In: Computer Science
Explain the overlapping use cases between data warehousing and distributed computing technologies such as Hadoop
As customers, analysts, and journalists explore Hadoop and MapReduce, the most frequent questions are: “When should I use Hadoop, and when should I put the data into a data warehouse?” The answers are best explained with an example of a recently deployed big data source: Smart Meters Smart meters are deployed in homes worldwide to help consumers and utility companies manage the use of water, electricity, and gas better. Historically, meter readers would walk from house to house recording meter read outs and reporting them to the utility company for billing purposes. Because of the labor costs, many utilities switched from monthly readings to quarterly. This delayed revenue and made it impossible to analyze residential usage in any detail.

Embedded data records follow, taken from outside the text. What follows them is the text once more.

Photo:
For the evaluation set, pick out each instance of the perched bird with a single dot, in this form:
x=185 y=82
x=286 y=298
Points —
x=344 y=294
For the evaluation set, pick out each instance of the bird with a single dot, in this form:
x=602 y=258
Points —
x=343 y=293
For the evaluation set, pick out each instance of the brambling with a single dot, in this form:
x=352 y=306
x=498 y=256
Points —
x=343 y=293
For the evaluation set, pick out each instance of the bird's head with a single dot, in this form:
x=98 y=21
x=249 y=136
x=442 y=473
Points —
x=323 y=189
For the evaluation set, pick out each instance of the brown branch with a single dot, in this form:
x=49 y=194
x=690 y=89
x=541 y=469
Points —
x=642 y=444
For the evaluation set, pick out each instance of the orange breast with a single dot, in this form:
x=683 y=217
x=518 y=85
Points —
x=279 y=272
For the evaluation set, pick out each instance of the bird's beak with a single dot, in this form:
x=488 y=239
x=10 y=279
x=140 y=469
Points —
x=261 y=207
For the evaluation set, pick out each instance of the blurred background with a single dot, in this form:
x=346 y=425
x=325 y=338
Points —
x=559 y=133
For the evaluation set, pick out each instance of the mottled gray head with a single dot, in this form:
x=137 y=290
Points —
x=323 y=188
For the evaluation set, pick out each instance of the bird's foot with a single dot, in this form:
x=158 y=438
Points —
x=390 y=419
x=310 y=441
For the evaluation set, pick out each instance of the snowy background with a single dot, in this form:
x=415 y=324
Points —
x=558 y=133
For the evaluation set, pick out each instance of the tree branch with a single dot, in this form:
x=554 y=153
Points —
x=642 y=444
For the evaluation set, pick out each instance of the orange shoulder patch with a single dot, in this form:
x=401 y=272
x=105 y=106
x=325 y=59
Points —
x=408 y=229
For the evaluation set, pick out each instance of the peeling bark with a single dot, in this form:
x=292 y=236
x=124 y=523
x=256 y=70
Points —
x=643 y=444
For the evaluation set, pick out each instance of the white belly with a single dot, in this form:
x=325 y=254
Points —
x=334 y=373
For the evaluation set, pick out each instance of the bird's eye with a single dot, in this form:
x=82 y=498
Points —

Consider a fictional company called CostCutter Utilities that serves 10 million households. Once a quarter, they gathered 10 million readings to produce utility bills. With government regulation and the price of oil skyrocketing, CostCutter started deploying smart meters so they could get hourly readings of electricity usage. They now collect 21.6 billion sensor readings per quarter from the smart meters. Analysis of the meter data over months and years can be correlated with energy saving campaigns, weather patterns, and local events, providing savings insights both for consumers and CostCutter Utilities. When consumers are offered a billing plan that has cheaper electricity from 8 p.m. to 5 a.m., they demand five minute intervals in their smart meter reports so they can identify high-use activity in their homes. At five minute intervals, the smart meters are collecting more than 100 billion meter readings every 90 days, and CostCutter Utilities now has a big data problem. Their data volume exceeds their ability to process it with existing software and hardware. So CostCutter Utilities turns to Hadoop to handle the incoming meter readings.
Hadoop now plays a key role in capturing, transforming, and publishing data. Using tools such as Apache Pig, advanced transformations can be applied in Hadoop with little manual programming effort; and since Hadoop is a low cost storage repository, data can be held for months or even years. Since Hadoop has been used to clean and transform the data, it is loaded directly into the data warehouse and MDMS systems. Marketing is developing additional offers for consumers to save money by using analysis of the trends by household, neighborhood, time of day, and local events. And now the in-home display unit can give consumers detailed knowledge of their usage.
Note that Hadoop is not an Extract-Transform-Load (ETL) tool. It is a platform that supports running ETL processes in parallel. The data integration vendors do not compete with Hadoop; rather, Hadoop is another channel for use of their data transformation modules.
As corporations start using larger amounts of data, migrating it over the network for transformation or analysis becomes unrealistic. Moving terabytes from one system to another daily can bring the wrath of the network administrator down on a programmer. It makes more sense to push the processing to the data. Moving all the big data to one storage area network (SAN) or ETL server becomes infeasible with big data volumes. Even if you can move the data, processing it is slow, limited to SAN bandwidth, and often fails to meet batch processing windows. With Hadoop, raw data is loaded directly to low cost commodity servers one time, and only the higher value refined results are passed to other systems. ETL processing runs in parallel across the entire cluster resulting in much faster operations than can be achieved pulling data from a SAN into a collection of ETL servers. Using Hadoop, data does not get loaded into a SAN just to then get pulled out of the SAN across the network multiple times for each transformation.
It should be no surprise that many Hadoop systems sit side by side with data warehouses. These systems serve different purposes and complement one another. For example:
A major brokerage firm uses Hadoop to preprocess raw click streams generated by customers using their website. Processing these click streams provides valuable insight into customer preferences which are passed to a data warehouse. The data warehouse then couples these customer preferences with marketing campaigns and recommendation engines to offer investment suggestions and analysis to consumers. There are other approaches to investigative analytics on clickstream data using analytic platforms. See “MapReduce and the Data Scientist” for more details.
An eCommerce service uses Hadoop for machine learning to detect fraudulent supplier websites. The fraudulent sites exhibit patterns that Hadoop uses to produce a predictive model. The model is copied into the data warehouse where it is used to find sales activity that matches the pattern. Once found, that supplier is investigated and potentially discontinued.
Complex Hadoop jobs can use the data warehouse as a data source, simultaneously leveraging the massively parallel capabilities of two systems. Any MapReduce program can issue SQL statements to the data warehouse. In one context, a MapReduce program is “just another program,” and the data warehouse is “just another database.” Now imagine 100 MapReduce programs concurrently accessing 100 data warehouse nodes in parallel. Both raw processing and the data warehouse scale to meet any big data challenge. Inevitably, visionary companies will take this step to achieve competitive advantages.